Parse string to double really fast

  • Thread starter Thomas Kowalski
  • Start date
T

Thomas Kowalski

Hi,
I would like to know whether someone knows a library or function that
parses a string containing 3 double numbers in the form like
xxxx.yyyyyyyyy xxxx.yyyyyyyyy xxxx.yyyyyyyyy really fast.
Currently I am using "sscanf(line.c_str(), "%lf %lf %lf", &x, &y,
&z);" which is kind of slow.

Thanks in advance,
Thomas Kowalski
 
M

Mike Wahler

Thomas Kowalski said:
Hi,
I would like to know whether someone knows a library or function that
parses a string containing 3 double numbers in the form like
xxxx.yyyyyyyyy xxxx.yyyyyyyyy xxxx.yyyyyyyyy really fast.
Currently I am using "sscanf(line.c_str(), "%lf %lf %lf", &x, &y,
&z);" which is kind of slow.

Thanks in advance,
Thomas Kowalski

#include <iostream>
#include <sstream>
#include <string>

int main()
{
std::string line("123.456 987.654 3.1416");
std::istringstream iss(line);
double x(0);
double y(0);
double z(0);
if(!(iss >> x >> y >> z))
std::cerr << "Conversion error\n";
else
std::cout << x << '\n' << y << '\n' << z << '\n';
return 0;
}

-Mike
 
G

Gianni Mariani

Hi,
I would like to know whether someone knows a library or function that
parses a string containing 3 double numbers in the form like
xxxx.yyyyyyyyy xxxx.yyyyyyyyy xxxx.yyyyyyyyy really fast.
Currently I am using "sscanf(line.c_str(), "%lf %lf %lf", &x, &y,
&z);" which is kind of slow.

Thanks in advance,
Thomas Kowalski

If they are exactly of the form xxxx.yyyyyyyyy then you can do
somthing like:

double convert( const char * str )
{

return convert_char( str[0], 1000 ) +
convert_char( str[1], 100 ) +
convert_char( str[2], 10 ) +
convert_char( str[3], 1 ) +
convert_char( str[5], 0.1 ) +
.... get the rest ?
}

Where convert_char checks for ' ' or isdigit and does the appropriate
thing.

G
 
T

Thomas Kowalski

Hi Mike,
thank you for your quick answer. I used the stream-approach already.
My question is rather a hint to some really custom parser.
More about what I tried:
1. approach) Using stringstreams to parse. For my file (about 400.000
lines with 3 doubles) it took about 30s to parse.
2. approach) Using sscanf which took about 13s.
3. approach) Using atof and strchr to parse took about 8s.

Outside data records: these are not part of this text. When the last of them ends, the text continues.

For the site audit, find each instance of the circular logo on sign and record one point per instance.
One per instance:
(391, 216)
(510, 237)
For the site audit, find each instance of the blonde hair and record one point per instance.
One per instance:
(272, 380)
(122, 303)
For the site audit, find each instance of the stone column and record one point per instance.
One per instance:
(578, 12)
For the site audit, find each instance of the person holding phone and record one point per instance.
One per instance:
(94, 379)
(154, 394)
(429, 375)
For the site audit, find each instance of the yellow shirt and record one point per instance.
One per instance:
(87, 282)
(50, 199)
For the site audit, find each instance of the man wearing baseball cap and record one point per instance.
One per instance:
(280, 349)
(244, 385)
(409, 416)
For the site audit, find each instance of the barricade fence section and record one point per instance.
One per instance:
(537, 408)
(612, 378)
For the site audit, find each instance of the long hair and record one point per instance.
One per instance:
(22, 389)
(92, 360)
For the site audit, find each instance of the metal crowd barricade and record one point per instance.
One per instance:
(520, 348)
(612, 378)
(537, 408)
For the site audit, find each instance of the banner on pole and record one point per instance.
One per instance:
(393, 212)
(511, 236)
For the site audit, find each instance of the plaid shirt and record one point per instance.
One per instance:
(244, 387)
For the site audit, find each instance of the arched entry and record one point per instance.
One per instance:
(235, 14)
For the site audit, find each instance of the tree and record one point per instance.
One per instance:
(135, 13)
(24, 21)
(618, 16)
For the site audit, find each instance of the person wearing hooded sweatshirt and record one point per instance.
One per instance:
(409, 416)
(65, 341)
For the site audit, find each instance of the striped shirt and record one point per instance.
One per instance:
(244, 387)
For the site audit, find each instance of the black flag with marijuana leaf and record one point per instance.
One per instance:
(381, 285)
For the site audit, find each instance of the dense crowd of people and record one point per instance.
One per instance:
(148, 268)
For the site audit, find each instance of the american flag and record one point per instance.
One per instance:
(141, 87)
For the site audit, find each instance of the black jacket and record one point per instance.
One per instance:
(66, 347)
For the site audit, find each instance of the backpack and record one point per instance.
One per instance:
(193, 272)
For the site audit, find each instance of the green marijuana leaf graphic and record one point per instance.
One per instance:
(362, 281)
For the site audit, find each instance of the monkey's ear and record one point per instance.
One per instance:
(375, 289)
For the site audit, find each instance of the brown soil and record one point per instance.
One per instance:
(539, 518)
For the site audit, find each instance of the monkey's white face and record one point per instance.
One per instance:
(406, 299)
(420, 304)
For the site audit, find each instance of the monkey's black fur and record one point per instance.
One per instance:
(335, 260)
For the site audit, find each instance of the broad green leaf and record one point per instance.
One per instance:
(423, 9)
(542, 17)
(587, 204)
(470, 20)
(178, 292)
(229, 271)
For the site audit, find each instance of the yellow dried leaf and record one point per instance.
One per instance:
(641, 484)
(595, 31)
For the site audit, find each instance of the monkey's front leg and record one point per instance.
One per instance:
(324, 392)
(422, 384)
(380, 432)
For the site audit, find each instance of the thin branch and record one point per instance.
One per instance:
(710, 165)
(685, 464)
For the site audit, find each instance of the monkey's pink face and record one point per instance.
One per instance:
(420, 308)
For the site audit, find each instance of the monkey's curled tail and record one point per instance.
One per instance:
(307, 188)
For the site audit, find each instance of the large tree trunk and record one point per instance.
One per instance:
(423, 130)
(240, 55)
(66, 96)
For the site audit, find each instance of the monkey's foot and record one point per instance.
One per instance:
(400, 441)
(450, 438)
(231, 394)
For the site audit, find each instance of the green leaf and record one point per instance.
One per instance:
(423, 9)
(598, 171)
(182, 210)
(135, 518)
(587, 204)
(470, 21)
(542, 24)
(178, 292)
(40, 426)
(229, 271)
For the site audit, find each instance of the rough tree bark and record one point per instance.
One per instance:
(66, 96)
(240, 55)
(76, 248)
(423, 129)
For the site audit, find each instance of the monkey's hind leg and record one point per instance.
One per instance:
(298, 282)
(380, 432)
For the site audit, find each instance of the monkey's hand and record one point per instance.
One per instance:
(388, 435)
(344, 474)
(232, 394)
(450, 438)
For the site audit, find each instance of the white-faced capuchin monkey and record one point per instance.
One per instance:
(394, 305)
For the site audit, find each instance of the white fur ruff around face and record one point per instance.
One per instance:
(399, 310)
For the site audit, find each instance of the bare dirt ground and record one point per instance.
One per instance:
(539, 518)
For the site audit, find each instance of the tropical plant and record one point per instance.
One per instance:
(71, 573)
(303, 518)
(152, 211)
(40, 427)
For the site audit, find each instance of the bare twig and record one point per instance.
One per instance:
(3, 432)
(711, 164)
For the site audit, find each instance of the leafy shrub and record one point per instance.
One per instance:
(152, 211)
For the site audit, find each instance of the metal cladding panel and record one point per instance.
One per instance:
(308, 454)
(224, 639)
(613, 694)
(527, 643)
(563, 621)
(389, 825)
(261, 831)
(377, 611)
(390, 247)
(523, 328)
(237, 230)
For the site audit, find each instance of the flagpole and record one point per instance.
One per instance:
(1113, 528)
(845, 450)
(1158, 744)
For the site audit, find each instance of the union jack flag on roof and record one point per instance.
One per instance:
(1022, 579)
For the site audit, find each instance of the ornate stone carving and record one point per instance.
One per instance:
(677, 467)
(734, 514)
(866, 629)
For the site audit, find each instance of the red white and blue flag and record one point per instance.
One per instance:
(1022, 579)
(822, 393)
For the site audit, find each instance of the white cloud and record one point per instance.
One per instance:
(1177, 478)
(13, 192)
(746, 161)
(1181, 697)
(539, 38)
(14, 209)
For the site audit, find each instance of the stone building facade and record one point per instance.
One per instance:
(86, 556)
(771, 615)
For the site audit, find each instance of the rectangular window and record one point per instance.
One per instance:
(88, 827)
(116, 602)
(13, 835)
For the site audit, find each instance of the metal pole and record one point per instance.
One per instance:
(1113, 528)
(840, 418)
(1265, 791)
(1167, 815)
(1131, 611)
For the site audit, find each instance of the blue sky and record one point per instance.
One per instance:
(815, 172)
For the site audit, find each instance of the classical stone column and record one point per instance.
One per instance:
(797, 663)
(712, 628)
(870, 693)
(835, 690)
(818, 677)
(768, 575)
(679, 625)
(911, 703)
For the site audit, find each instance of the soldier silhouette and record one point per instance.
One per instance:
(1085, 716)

The improvements in my opinion show that the IO is not yet the
limiting factor. The CPU is still busy at 100% during the parsing.

Since atof is using local information (we always use the "." as
separator) and also should be able to parse different representations
of float numbers, I guess there is plenty of room for improvement. In
case of a custom parser the search is also not necessary since the we
know that the next double will follow directly one char after the end
of the last.

Does anyone have experience with such optimizations?

Regards,
Thomas Kowalski
 
T

Thomas Kowalski

Hi Gianni,
thank you for your answer.
If they are exactly of the form xxxx.yyyyyyyyy then you can do
somthing like:

I have to admit that my example was not clear enough. The format is
not that fixed.
Its rather something like "123.456 987.654 3.1416" or "43123.987
654.1234556 3".
Means the representation is not scientific or hex and we use the "."
as a separator agnostic of the local.
double convert( const char * str )
{

return convert_char( str[0], 1000 ) +
convert_char( str[1], 100 ) +
convert_char( str[2], 10 ) +
convert_char( str[3], 1 ) +
convert_char( str[5], 0.1 ) +
.... get the rest ?

}

Where convert_char checks for ' ' or isdigit and does the appropriate
thing.

I doubt that this might be the fastest way to do things..

Thanks again,
Thomas Kowalski
 
R

Roland Pibinger

I would like to know whether someone knows a library or function that
parses a string containing 3 double numbers in the form like
xxxx.yyyyyyyyy xxxx.yyyyyyyyy xxxx.yyyyyyyyy really fast.

try strtod()
 
G

Gianni Mariani

Thomas said:
Hi Gianni,
thank you for your answer.
If they are exactly of the form xxxx.yyyyyyyyy then you can do
somthing like:

I have to admit that my example was not clear enough. The format is
not that fixed.
Its rather something like "123.456 987.654 3.1416" or "43123.987
654.1234556 3".
Means the representation is not scientific or hex and we use the "."
as a separator agnostic of the local.
double convert( const char * str )
{

return convert_char( str[0], 1000 ) +
convert_char( str[1], 100 ) +
convert_char( str[2], 10 ) +
convert_char( str[3], 1 ) +
convert_char( str[5], 0.1 ) +
.... get the rest ?

}

Where convert_char checks for ' ' or isdigit and does the appropriate
thing.

I doubt that this might be the fastest way to do things..

But is it fast enough? You don't normally ever need the "fastest" way
to do things since that might be very hard to write. It might also be
very fast on one platform and very slow on another.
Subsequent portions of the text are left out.